A pesar de que los álamos que se sembraron para su inauguración fueron retirados por su lento crecimiento y sustituidos por fresnos o sauces, la Alameda ha conservado el nombre original hasta nuestros días. Rodeada de parte de los edificios más significativos de la Ciudad de México, este parque público es hoy el lugar de asueto más céntrico de la capital.

ECOS DE VERSALLES

Su historia ha corrido paralela a la de los avatares políticos y, aunque ha sufrido momentos de abandono, los dirigentes de los designios del país siempre quisieron dejar en ella su impronta. Y así, Felipe V, que había conocido el movimiento de los Jardines de Versalles, encargó personalmente que se construyeran varias fuentes y se ampliaran los portones de acceso. En 1775, el virrey Carlos Francisco de la Croix modificó sus calzadas laterales adquiriendo una forma rectangular en vez de la cuadrada que había tenido hasta entonces. La Alameda Central era el paso preferido de Carlota Amalia de Bélgica, la esposa del emperador Maximiliano, quien la llenó de rosales. Y el presidente Benito Juárez mandó introducir, en 1968, un sistema de iluminación y derribar los muros que la rodeaban para “evitar” crímenes que pudieran cometerse a favor del abandono y de las sombras”.

ART DÉCO

Porfirio Díaz ordenó la construcción en una de sus esquinas del Palacio de Bellas Artes, un exquisito edificio de mármol blanco, que hoy es sala de conciertos, teatro y centro de arte. Su autor, el italiano Adamo Boari, proyectó un exterior neoclásico y art nouveau, con unas cúpulas de azulejos y elementos decorativos precolombinos. La revolución interrumpió las obras, que fueron reanudadas en 1939 por otro arquitecto, Federico Mariscal, quien se encargó del interior en estilo art déco. Además del valor artístico del edificio en sí, hay que destacar un impresionante telón de cristal realizado por el taller de Tiffany en Nueva York; está compuesto por casi un millón de pequeñas piezas que representan un un paisaje del Valle de México, con los volcanes al fondo, según un diseño del pintor Gerardo Murillo (Dr. Atl).

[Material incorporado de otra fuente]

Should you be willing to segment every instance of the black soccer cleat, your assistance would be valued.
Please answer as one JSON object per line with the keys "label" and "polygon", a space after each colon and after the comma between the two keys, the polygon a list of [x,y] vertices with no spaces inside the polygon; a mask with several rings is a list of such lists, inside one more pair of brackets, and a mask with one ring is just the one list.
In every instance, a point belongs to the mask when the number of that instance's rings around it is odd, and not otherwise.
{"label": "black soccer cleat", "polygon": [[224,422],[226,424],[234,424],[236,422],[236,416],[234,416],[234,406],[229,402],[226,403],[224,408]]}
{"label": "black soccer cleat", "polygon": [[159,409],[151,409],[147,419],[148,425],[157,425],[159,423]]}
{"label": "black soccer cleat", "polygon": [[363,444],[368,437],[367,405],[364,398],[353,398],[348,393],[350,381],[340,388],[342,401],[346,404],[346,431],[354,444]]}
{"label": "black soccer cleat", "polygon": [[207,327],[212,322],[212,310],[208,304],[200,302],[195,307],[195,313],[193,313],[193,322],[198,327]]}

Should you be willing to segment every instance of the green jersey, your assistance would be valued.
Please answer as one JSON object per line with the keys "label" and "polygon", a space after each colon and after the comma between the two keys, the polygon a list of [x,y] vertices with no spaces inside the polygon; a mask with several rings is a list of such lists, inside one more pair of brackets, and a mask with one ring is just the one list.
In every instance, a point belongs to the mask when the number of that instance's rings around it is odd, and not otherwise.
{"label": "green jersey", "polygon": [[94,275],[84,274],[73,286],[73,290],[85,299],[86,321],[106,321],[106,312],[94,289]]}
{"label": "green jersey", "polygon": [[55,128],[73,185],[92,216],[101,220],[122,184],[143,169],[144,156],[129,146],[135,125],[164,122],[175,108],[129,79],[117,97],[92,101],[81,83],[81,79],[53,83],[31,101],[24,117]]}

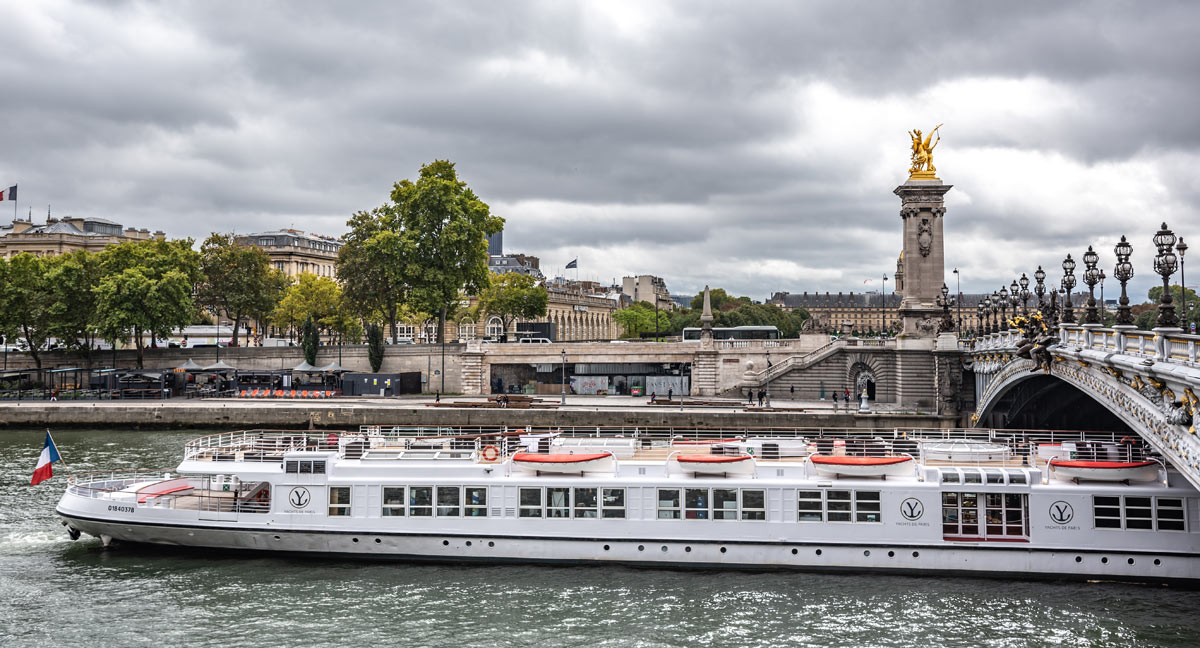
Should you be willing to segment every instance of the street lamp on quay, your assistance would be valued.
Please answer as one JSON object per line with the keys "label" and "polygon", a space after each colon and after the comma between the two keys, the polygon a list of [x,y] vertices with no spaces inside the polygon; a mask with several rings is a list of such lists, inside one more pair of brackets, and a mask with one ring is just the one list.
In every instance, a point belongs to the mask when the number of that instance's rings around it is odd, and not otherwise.
{"label": "street lamp on quay", "polygon": [[1133,278],[1133,264],[1129,256],[1133,254],[1133,246],[1125,237],[1117,243],[1113,251],[1117,254],[1117,265],[1113,268],[1113,276],[1121,282],[1121,299],[1117,302],[1117,326],[1133,326],[1133,313],[1129,311],[1129,295],[1125,292],[1125,284]]}
{"label": "street lamp on quay", "polygon": [[767,409],[771,409],[771,347],[767,347]]}
{"label": "street lamp on quay", "polygon": [[1105,315],[1105,310],[1104,310],[1104,280],[1107,278],[1108,277],[1105,276],[1105,274],[1104,274],[1104,268],[1100,268],[1100,323],[1101,324],[1107,323],[1107,321],[1105,319],[1106,315]]}
{"label": "street lamp on quay", "polygon": [[562,383],[560,385],[562,401],[560,405],[567,404],[567,350],[562,350]]}
{"label": "street lamp on quay", "polygon": [[991,332],[999,333],[1000,332],[1000,315],[999,315],[999,313],[1000,313],[1000,292],[993,290],[989,299],[991,299],[991,310],[992,310]]}
{"label": "street lamp on quay", "polygon": [[955,302],[958,304],[958,326],[955,327],[955,330],[958,331],[959,336],[962,336],[962,277],[958,274],[958,268],[954,269],[954,292],[958,293],[958,299]]}
{"label": "street lamp on quay", "polygon": [[1183,254],[1187,252],[1187,243],[1183,242],[1183,237],[1179,237],[1179,243],[1175,244],[1175,249],[1179,251],[1179,287],[1183,293],[1183,332],[1191,333],[1192,324],[1191,318],[1188,316],[1187,308],[1187,275],[1183,273]]}
{"label": "street lamp on quay", "polygon": [[1075,259],[1068,254],[1067,258],[1062,262],[1063,278],[1063,314],[1062,321],[1064,324],[1075,323],[1075,311],[1071,308],[1071,290],[1075,288]]}
{"label": "street lamp on quay", "polygon": [[[1013,279],[1012,287],[1008,291],[1008,303],[1012,304],[1013,319],[1017,318],[1017,304],[1021,303],[1021,289],[1017,286],[1017,280]],[[1016,328],[1009,323],[1009,328]]]}
{"label": "street lamp on quay", "polygon": [[1154,257],[1154,271],[1163,278],[1162,299],[1158,304],[1158,321],[1155,325],[1158,328],[1175,328],[1179,326],[1179,318],[1175,316],[1174,300],[1171,298],[1171,275],[1175,274],[1179,259],[1173,249],[1175,233],[1167,229],[1166,223],[1154,235],[1154,245],[1158,248],[1158,254]]}
{"label": "street lamp on quay", "polygon": [[987,331],[984,330],[984,327],[983,327],[983,311],[985,309],[987,309],[986,303],[987,303],[987,298],[984,297],[983,301],[979,302],[978,304],[975,304],[975,315],[977,316],[977,319],[975,320],[975,331],[979,335],[983,335],[983,334],[987,333]]}
{"label": "street lamp on quay", "polygon": [[1028,315],[1029,314],[1029,296],[1030,296],[1029,277],[1025,276],[1024,272],[1021,273],[1021,282],[1020,283],[1021,283],[1021,314]]}
{"label": "street lamp on quay", "polygon": [[1033,294],[1037,295],[1038,310],[1041,310],[1045,305],[1043,297],[1046,296],[1046,271],[1042,270],[1042,266],[1038,266],[1037,271],[1033,273],[1033,280],[1037,282],[1033,286]]}
{"label": "street lamp on quay", "polygon": [[[1172,241],[1174,243],[1174,241]],[[1100,271],[1096,269],[1096,262],[1100,260],[1100,255],[1088,246],[1087,252],[1083,253],[1083,283],[1088,287],[1087,311],[1083,317],[1084,324],[1099,324],[1100,314],[1096,310],[1096,284],[1100,283]]]}
{"label": "street lamp on quay", "polygon": [[[1014,285],[1016,283],[1013,282]],[[996,332],[999,333],[1008,330],[1008,286],[1000,286],[996,298],[1000,300],[1000,321],[996,325]]]}
{"label": "street lamp on quay", "polygon": [[879,302],[879,337],[883,338],[883,332],[887,330],[887,275],[883,275],[882,286],[882,301]]}

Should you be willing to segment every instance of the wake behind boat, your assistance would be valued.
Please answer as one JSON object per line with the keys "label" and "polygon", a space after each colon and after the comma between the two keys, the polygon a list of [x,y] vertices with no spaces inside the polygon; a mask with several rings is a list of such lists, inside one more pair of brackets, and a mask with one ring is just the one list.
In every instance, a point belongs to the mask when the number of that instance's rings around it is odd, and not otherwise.
{"label": "wake behind boat", "polygon": [[[1055,447],[1129,465],[1042,456]],[[106,545],[1200,582],[1200,494],[1144,448],[1008,430],[258,430],[189,441],[174,470],[71,477],[57,512]]]}

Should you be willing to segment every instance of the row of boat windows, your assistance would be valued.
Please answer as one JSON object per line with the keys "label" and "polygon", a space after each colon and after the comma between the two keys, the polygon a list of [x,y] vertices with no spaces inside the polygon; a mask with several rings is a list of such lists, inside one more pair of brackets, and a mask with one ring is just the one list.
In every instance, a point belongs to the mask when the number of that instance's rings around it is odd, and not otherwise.
{"label": "row of boat windows", "polygon": [[942,493],[942,535],[1025,537],[1028,499],[1022,493]]}
{"label": "row of boat windows", "polygon": [[796,507],[801,522],[883,522],[879,491],[799,491]]}
{"label": "row of boat windows", "polygon": [[284,472],[298,474],[325,474],[325,461],[288,461],[283,466]]}
{"label": "row of boat windows", "polygon": [[1094,495],[1092,518],[1097,529],[1187,530],[1183,500],[1177,497]]}
{"label": "row of boat windows", "polygon": [[1028,484],[1029,475],[1020,469],[942,468],[943,484]]}

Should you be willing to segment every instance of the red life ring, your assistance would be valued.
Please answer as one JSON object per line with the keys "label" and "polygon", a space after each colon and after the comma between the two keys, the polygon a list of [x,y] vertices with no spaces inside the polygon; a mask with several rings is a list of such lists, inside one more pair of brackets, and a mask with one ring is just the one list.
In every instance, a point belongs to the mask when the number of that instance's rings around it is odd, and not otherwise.
{"label": "red life ring", "polygon": [[480,453],[484,461],[495,461],[500,458],[500,450],[496,446],[483,446],[483,452]]}

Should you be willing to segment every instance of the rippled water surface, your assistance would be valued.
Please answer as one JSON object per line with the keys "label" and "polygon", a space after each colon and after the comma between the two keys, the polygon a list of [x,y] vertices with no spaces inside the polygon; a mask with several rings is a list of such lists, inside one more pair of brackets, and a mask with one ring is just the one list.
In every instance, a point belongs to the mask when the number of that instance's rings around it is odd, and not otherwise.
{"label": "rippled water surface", "polygon": [[[459,567],[105,550],[0,430],[0,646],[1197,646],[1200,592],[1114,584]],[[200,432],[55,433],[72,470],[169,467]]]}

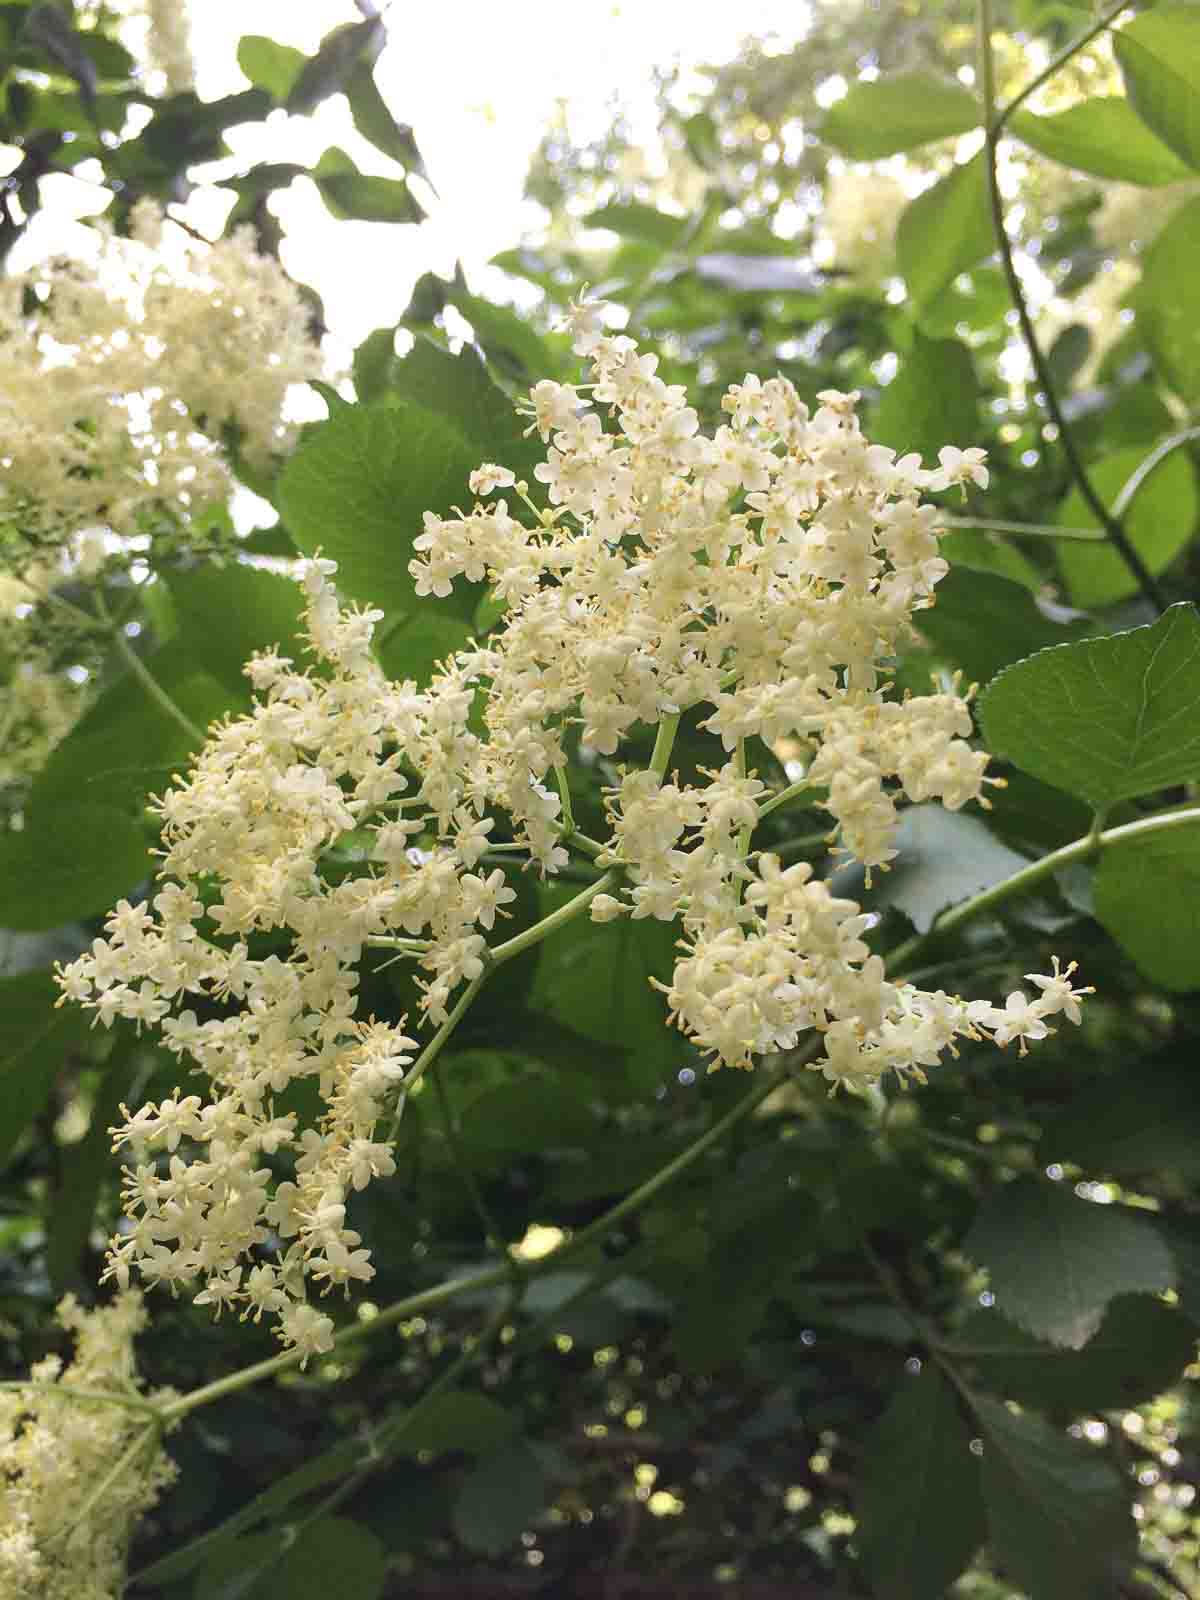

Y, por supuesto, las obras de los principales muralistas mexicanos: Nueva democracia, considerada la pieza cumbre de David Alfaro Siqueiros; La Katarsis, que trata de la decadencia de la burguesía, de José Clemente Orozco; dos murales de Rufino Tamayo, México de hoy y Nacimiento de la nacionalidad, y el más polémico, El hombre controlador del Universo, de Diego Rivera, con el que el pintor se desquitó tras haber sufrido una humillación de John D. Rockefeller: el magnate había ordenado destruir, por cuestión religiosa, un mural similar que el artista había pintado en el Rockefeller Museum de Nueva York. Rivera se tomó así la revancha.